< Ezechiël 48 >

1 Dit nu zijn de namen der stammen. Van het einde noordwaarts, aan de zijde des wegs van Hethlon, waar men komt te Hamath, Hazar-Enon, de landpale van Damaskus, noordwaarts aan de zijde van Hamath (ook zal hij den oosterhoek en westerhoek hebben), zal Dan een snoer hebben.
Questi sono i nomi delle tribù: dal confine settentrionale, lungo la via di Chetlòn che conduce ad Amat, fino a Cazer-Enòn, con a settentrione la frontiera di Damasco e lungo il confine di Amat, dal lato d'oriente fino al mare, sarà assegnata a Dan una parte.
2 En aan de landpale van Dan, van den oosterhoek tot den westerhoek toe, Aser een.
Sulla frontiera di Dan, dal limite orientale al limite occidentale: Aser, una parte.
3 En aan de landpale van Aser, van den oosterhoek af tot den westerhoek toe, Nafthali een.
Sulla frontiera di Aser, dal limite orientale fino al limite occidentale: Nèftali, una parte.
4 En aan de landpale van Nafthali, van den oosterhoek tot den westerhoek toe, Manasse een.

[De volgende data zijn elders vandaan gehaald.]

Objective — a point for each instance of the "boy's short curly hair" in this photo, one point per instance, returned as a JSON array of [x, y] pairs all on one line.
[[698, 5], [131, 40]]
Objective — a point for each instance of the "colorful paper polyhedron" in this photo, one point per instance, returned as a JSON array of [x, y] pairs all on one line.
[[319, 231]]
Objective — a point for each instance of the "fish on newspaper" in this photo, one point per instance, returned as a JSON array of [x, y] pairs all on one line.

Sulla frontiera di Nèftali, dal limite orientale fino al limite occidentale: Manàsse, una parte.
5 En aan de landpale van Manasse, van den oosterhoek tot den westerhoek toe, Efraim een.
Sulla frontiera di Manàsse, dal limite orientale fino al limite occidentale: Efraim, una parte.

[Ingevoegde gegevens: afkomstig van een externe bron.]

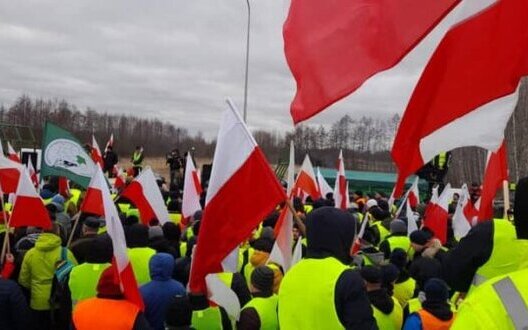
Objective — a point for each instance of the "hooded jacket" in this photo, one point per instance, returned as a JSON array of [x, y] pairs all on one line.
[[38, 268], [158, 293]]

6 En aan de landpale van Efraim, van den oosterhoek tot den westerhoek toe, Ruben een.
Sulla frontiera di Efraim, dal limite orientale fino al limite occidentale: Ruben, una parte.
7 En aan de landpale van Ruben, van den oosterhoek tot den westerhoek toe, Juda een.
Sulla frontiera di Ruben, dal limite orientale fino al limite occidentale: Giuda, una parte.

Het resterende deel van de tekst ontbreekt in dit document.